Former Nigerian Vice President, Alhaji Atiku Abubakar, has said the brutal murder of a former member of the House of Representatives, Hon. Abba Anas Adamu, by bandits, is an indictment of the President Bola Tinubu administration.
New Telegraph recalls that the former lawmaker was reportedly abducted by bandits along the Kaduna-Abuja highway on May 3 this year, and died in captivity nine days later, despite desperate efforts by his family to secure his release.
Atiku, in a press statement issued by the Senior Special Assistant on Public Communication, Phrank Shaibu, said the former lawmaker’s death is yet another grim reminder of the worsening security under the Tinubu administration.
“Nigeria is under siege,” the former vice president stated, adding that it is either the Tinubu administration is overwhelmed, indifferent, or incompetent in the face of the national security emergency.
He wondered about the hope of an ordinary Nigerian for protection, if a former member of the National Assembly could be abducted on a highway and die in captivity.
“This is no longer about isolated incidents.
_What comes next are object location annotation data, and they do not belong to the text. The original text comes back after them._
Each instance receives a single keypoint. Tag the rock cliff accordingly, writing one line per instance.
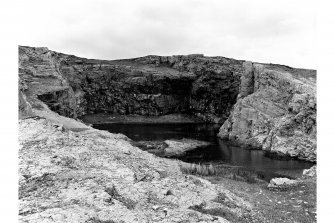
(200, 86)
(275, 111)
(70, 172)
(272, 107)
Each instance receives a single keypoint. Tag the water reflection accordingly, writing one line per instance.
(219, 152)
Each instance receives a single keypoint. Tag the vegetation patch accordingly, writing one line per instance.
(234, 173)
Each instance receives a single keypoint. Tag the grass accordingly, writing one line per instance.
(234, 173)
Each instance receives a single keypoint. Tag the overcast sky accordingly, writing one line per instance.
(263, 31)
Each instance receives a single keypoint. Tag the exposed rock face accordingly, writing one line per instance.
(96, 176)
(310, 173)
(282, 183)
(275, 111)
(271, 107)
(179, 147)
(206, 87)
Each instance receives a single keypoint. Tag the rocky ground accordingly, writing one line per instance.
(70, 172)
(171, 147)
(275, 111)
(266, 106)
(96, 176)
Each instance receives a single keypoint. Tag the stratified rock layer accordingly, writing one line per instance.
(206, 87)
(95, 176)
(275, 111)
(272, 107)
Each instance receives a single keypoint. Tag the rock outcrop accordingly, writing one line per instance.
(96, 176)
(200, 86)
(275, 111)
(272, 107)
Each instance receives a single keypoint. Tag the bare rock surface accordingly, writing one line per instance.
(275, 111)
(310, 173)
(96, 176)
(282, 182)
(179, 147)
(204, 87)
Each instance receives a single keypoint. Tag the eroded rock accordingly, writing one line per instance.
(282, 183)
(275, 111)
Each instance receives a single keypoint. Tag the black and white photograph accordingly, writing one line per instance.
(166, 111)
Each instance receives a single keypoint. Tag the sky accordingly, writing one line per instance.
(282, 32)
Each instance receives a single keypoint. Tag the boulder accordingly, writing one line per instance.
(275, 111)
(309, 173)
(282, 182)
(178, 147)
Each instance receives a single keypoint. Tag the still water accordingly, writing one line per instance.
(219, 152)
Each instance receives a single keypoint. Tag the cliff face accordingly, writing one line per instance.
(271, 107)
(205, 87)
(275, 110)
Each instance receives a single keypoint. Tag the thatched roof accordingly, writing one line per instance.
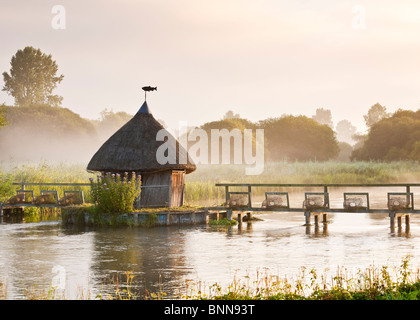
(133, 148)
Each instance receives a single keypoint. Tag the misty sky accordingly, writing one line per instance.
(260, 58)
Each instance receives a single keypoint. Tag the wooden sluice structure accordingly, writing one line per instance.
(47, 198)
(316, 204)
(51, 199)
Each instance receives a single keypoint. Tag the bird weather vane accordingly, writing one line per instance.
(148, 88)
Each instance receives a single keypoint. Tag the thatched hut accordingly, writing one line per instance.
(133, 149)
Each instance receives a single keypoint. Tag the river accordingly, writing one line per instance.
(81, 262)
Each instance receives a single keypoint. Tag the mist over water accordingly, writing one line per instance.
(165, 258)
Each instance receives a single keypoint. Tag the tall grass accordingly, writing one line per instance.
(201, 189)
(370, 283)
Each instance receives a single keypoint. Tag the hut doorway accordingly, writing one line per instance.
(163, 189)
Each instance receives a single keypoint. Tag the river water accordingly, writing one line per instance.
(83, 261)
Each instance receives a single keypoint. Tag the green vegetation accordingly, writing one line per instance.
(200, 186)
(392, 138)
(115, 194)
(32, 78)
(372, 283)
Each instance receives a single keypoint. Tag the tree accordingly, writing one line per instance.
(2, 118)
(345, 131)
(32, 78)
(323, 116)
(299, 138)
(395, 137)
(375, 113)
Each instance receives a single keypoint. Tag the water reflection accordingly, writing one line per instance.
(164, 258)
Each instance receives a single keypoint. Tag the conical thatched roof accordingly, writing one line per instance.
(133, 148)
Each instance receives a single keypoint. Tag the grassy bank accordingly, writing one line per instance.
(201, 189)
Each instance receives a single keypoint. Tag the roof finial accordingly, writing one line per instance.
(148, 88)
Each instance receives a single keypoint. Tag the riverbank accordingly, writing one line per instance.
(373, 283)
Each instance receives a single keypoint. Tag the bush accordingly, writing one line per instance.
(115, 194)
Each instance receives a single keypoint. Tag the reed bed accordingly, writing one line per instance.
(200, 187)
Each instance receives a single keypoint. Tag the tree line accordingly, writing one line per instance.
(36, 117)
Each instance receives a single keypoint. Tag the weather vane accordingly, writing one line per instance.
(148, 88)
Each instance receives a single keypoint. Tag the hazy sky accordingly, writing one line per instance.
(259, 58)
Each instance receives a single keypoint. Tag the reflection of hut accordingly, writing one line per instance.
(133, 149)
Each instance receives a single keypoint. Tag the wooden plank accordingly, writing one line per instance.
(316, 185)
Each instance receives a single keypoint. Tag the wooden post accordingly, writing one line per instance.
(407, 223)
(326, 198)
(307, 218)
(229, 214)
(407, 220)
(316, 219)
(248, 216)
(392, 219)
(399, 219)
(249, 197)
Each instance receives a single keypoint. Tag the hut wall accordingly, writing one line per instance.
(177, 189)
(172, 195)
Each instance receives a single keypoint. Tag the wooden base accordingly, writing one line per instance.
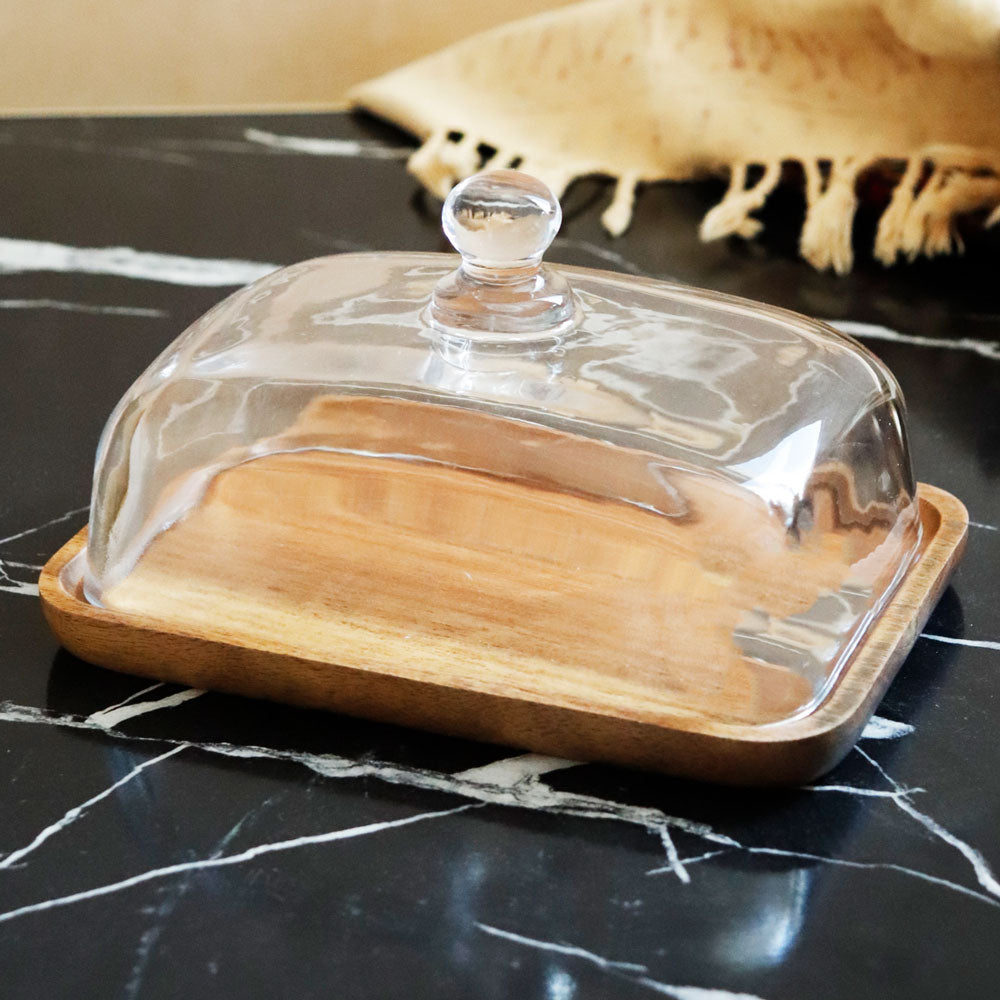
(552, 690)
It is now a horrifying pattern. Nigerians are being kidnapped from highways, farms, communities, even their homes, while the government continues to issue sterile statements and recycled assurances that bear no resemblance to the lived reality of our people,” Atiku stated.
He noted that under Tinubu’s administration, insecurity has evolved from a crisis into a national routine, adding that a government that cannot secure its highways cannot claim to govern.
“A government that watches citizens get hunted like prey has failed the most elementary test of leadership,” the former vice president said, regretting that the Abuja-Kaduna corridor and surrounding routes have remained notorious theatres of terror despite repeated promises, security budgets running into trillions, and endless propaganda about progress by the government.
Atiku demanded to know the security strategy of the Tinubu administration, and reminded the president that no amount of political spin can deodorise his failure to secure the country.
According to him, a nation where former lawmakers die in captivity while criminals operate with audacity is a nation in distress.
He told the president that what Nigerians need is not another condolence message, but decisive leadership, coherent action, and measurable results.
Atiku extended his condolences to the family of the deceased, the people of Jigawa State, and all Nigerians who continue to suffer the devastating consequences of worsening insecurity, while urging the Federal Government to treat the nation’s security collapse as the emergency it truly is.”